Her care team in Florida told Benét what she already knew: This strategy was reaching a point of diminishing returns.

“It was putting a Band-Aid on a big cut,” said Minhajuddin Khaja, M.D., M.B.A., the David M. Williams M.D. Research Professor, and professor of radiology and cardiac surgery at the University of Michigan Medical School.

“I don’t know that she would have been inevitably bedbound, but her life was significantly limited.”

Benét’s interventional radiologist in Florida had a relationship with Khaja that dated back to residency. He referred Benét to Michigan Medicine, and she traveled to Ann Arbor for tests and a consultation.

After undergoing imaging on a Wednesday, Benét met on Thursday morning with Khaja, who had a plan for an operation that could provide her with more lasting symptom relief.

Benét and her family were impressed with the speed and seriousness with which Khaja and his team approached her case.

“My father was with me, and he said, ‘Did the man sleep?’”

Khaja’s plan involved opening the occluded veins and inserting stents that would hopefully provide more lasting relief than the venoplasties.

Complicating Benét’s case, however, was an allergy to contrast dye, a necessary tool for the procedure.

The typical solution is the use of steroids to suppress the allergic response.

Benét, however, had a history of steroid psychosis, a serious psychiatric reaction to such medications.

Undeterred, Khaja began lengthy pre-operative coordination, scheduling meetings with the anesthesia and the intesnive care unit teams.

Meanwhile, back in Florida, Benét started getting calls from Michigan.

It was clear from the content of their questions that multidisciplinary communication was in full swing.

“The various people that were involved with my case were talking to each other, which I found good shocking,” Benét said.

“In the past, I felt like I had to relay the information between the people, and I always felt scared that I was not doing it correctly or that I was saying something wrong, and I may compromise my health because I wasn’t able to explain something properly. So, I didn’t experience any of that. I just kept being shocked by all of it.”

That emphasis on preparation and coordination carried over to the day of the procedure.

The entire team involved with her surgery introduced themselves to Benét.

As they went around the room, they would say their names, and a number assigned to them for coordination in the operating room.

When they got to Benét, she introduced herself as, “Amy, No. 25,” and got a big laugh.

The surgery was a success.

Benét was sedated longer than would be typical to allow the steroids addressing her contrast allergy to wear off.

When she did finally wake up, intubated in the ICU, the anesthesiologist and a nurse were there to help with her glasses and hand her a stuffed animal her children had insisted she take.

Benét called the equal focus on her health and her comfort another “good shock.”

“It was really great that we were able to pull it together and be prepared for the worst and expect the best,” Khaja said.

“And that’s what our multidisciplinary team did. Starting from our clinic visit with our nurse practitioner to getting everything set up with our cardiovascular anesthesia team and with our ICU team, it was very nicely done. I was proud of our team for making this work.”

Now Benét, less worried about fainting or frequent procedures, can focus on doing more of the things she wants to do, including teaching art in her daughter’s class, volunteering and even instructing ballroom dance.

“What Dr.
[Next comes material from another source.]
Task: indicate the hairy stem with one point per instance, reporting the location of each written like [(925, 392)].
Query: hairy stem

Khaja has done with the stents has completely changed my life and the lives of my husband and children,” she said. “I’m not going in for a procedure every six weeks that puts me out of commission for three or four days, which is just amazing.”
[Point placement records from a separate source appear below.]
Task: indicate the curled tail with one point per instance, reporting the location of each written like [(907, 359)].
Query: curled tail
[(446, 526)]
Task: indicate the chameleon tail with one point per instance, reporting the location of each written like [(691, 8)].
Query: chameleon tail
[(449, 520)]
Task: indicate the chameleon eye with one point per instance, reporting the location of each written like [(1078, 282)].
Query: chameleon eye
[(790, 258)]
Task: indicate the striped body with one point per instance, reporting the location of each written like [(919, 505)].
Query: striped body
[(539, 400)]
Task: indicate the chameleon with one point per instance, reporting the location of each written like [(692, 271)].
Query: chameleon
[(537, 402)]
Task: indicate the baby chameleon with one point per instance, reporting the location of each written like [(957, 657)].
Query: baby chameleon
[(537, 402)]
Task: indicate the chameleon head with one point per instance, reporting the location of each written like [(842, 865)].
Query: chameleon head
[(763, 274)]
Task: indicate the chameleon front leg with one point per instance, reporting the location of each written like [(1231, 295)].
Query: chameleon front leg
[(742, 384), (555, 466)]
One year later, Benét and her father traveled to Ann Arbor to check on her stents through transvascular ultrasound, which allowed Khaja to look inside the stents.

After reporting that everything looked great, Khaja did a “show-and-tell,” walking them through the images.

Again, Benét and her family were impressed with the time and care displayed.

“Life for us will never be the same — in the best way possible,” Benét said.

Hoping other patients and their families will one day experience the relief she has felt, Amy Benét has started a fund supporting Khaja’s research.